Q4: How can I monitor HAProxy performance?

You can monitor HAProxy performance using the built-in statistics page, which can be enabled in the configuration file. Additionally, you can integrate HAProxy with monitoring tools like Prometheus and Grafana for more advanced metrics and visualization.

Q5: Is it possible to use HAProxy in a Docker Swarm environment?

Yes, HAProxy can be deployed in a Docker Swarm environment. You can create a Docker service for HAProxy and configure it to run in swarm mode, allowing for high availability and scalability.

Q6: How do I handle WebSocket connections with HAProxy?

To handle WebSocket connections with HAProxy, you need to ensure that the appropriate headers (Upgrade and Connection) are set in the frontend configuration. This allows HAProxy to properly manage WebSocket connections and forward them to the backend services.

Q7: Can HAProxy perform health checks on backend services?

HAProxy can perform health checks on backend    
services using the 'option httpchk' directive in the backend configuration. You can specify the health check method and expected response to ensure that only healthy backend servers receive traffic.

Q8: What are some best practices for securing HAProxy?

Some best practices for securing HAProxy include:
- Regularly updating HAProxy to the latest version to benefit from security patches.
- Using strong SSL/TLS configurations and ciphers.
- Implementing access controls and rate limiting to protect against DDoS attacks.
- Monitoring logs for suspicious activity.

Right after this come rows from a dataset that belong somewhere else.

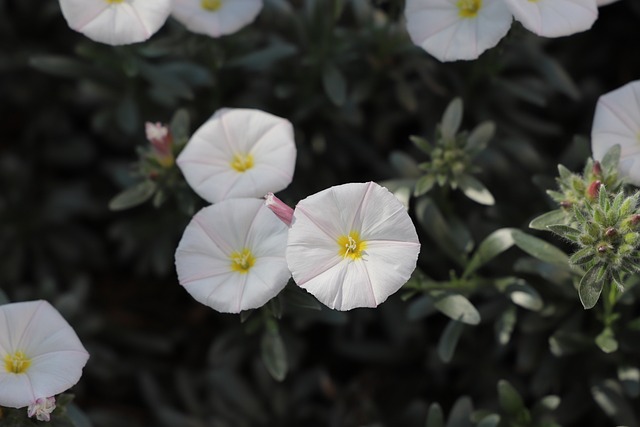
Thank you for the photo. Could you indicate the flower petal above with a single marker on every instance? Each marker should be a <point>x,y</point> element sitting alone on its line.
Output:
<point>206,161</point>
<point>438,27</point>
<point>554,18</point>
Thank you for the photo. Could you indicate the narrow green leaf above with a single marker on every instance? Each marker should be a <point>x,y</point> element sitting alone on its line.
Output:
<point>509,398</point>
<point>540,249</point>
<point>424,184</point>
<point>449,340</point>
<point>558,216</point>
<point>493,245</point>
<point>475,190</point>
<point>435,417</point>
<point>335,86</point>
<point>606,340</point>
<point>451,119</point>
<point>457,307</point>
<point>274,355</point>
<point>133,196</point>
<point>591,286</point>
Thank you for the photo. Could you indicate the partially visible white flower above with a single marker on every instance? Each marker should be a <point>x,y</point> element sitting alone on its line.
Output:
<point>216,18</point>
<point>232,255</point>
<point>239,153</point>
<point>554,18</point>
<point>457,29</point>
<point>42,408</point>
<point>605,2</point>
<point>40,353</point>
<point>116,22</point>
<point>617,121</point>
<point>352,245</point>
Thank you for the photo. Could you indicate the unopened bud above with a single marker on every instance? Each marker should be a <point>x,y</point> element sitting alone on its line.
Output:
<point>280,208</point>
<point>594,189</point>
<point>597,169</point>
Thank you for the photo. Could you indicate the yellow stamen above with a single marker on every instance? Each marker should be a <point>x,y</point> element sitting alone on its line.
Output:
<point>242,261</point>
<point>351,246</point>
<point>242,162</point>
<point>468,8</point>
<point>211,5</point>
<point>17,363</point>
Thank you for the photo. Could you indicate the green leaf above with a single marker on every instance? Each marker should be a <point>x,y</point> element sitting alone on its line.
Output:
<point>509,398</point>
<point>424,184</point>
<point>558,216</point>
<point>493,245</point>
<point>457,307</point>
<point>451,119</point>
<point>335,86</point>
<point>133,196</point>
<point>491,420</point>
<point>611,158</point>
<point>591,286</point>
<point>449,340</point>
<point>606,340</point>
<point>480,137</point>
<point>475,190</point>
<point>179,125</point>
<point>435,417</point>
<point>540,249</point>
<point>274,355</point>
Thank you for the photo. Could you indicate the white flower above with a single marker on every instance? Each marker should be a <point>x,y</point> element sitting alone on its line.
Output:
<point>41,354</point>
<point>116,22</point>
<point>457,29</point>
<point>554,18</point>
<point>42,408</point>
<point>617,121</point>
<point>232,255</point>
<point>216,18</point>
<point>352,245</point>
<point>239,153</point>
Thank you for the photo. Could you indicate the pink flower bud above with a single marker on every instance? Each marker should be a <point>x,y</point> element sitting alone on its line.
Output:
<point>594,189</point>
<point>283,211</point>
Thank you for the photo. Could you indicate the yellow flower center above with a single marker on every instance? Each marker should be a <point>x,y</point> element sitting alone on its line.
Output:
<point>242,162</point>
<point>18,362</point>
<point>468,8</point>
<point>351,246</point>
<point>242,261</point>
<point>211,5</point>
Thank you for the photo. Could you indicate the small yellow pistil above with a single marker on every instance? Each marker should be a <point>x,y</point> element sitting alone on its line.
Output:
<point>242,261</point>
<point>18,362</point>
<point>351,246</point>
<point>468,8</point>
<point>242,162</point>
<point>211,5</point>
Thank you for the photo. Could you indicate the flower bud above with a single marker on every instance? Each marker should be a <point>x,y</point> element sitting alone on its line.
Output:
<point>593,189</point>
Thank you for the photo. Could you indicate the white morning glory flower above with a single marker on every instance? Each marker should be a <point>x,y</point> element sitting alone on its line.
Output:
<point>40,353</point>
<point>239,153</point>
<point>617,121</point>
<point>216,18</point>
<point>457,29</point>
<point>116,22</point>
<point>352,245</point>
<point>232,255</point>
<point>554,18</point>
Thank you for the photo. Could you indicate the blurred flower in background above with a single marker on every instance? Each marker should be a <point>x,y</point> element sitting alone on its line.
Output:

Q9: How can I optimize HAProxy performance?

To optimize HAProxy performance, consider the following:
- Tuning timeout settings based on your application's needs.
- Enabling keep-alive connections to reduce latency.    
- Using appropriate load balancing algorithms for your traffic patterns.
- Monitoring resource usage and scaling HAProxy instances as needed.

Q10: Can HAProxy be used for TCP traffic as well?

Yes, HAProxy can be configured to handle TCP traffic in addition to HTTP/HTTPS. You can set up TCP frontends and backends in the configuration file to manage TCP connections effectively.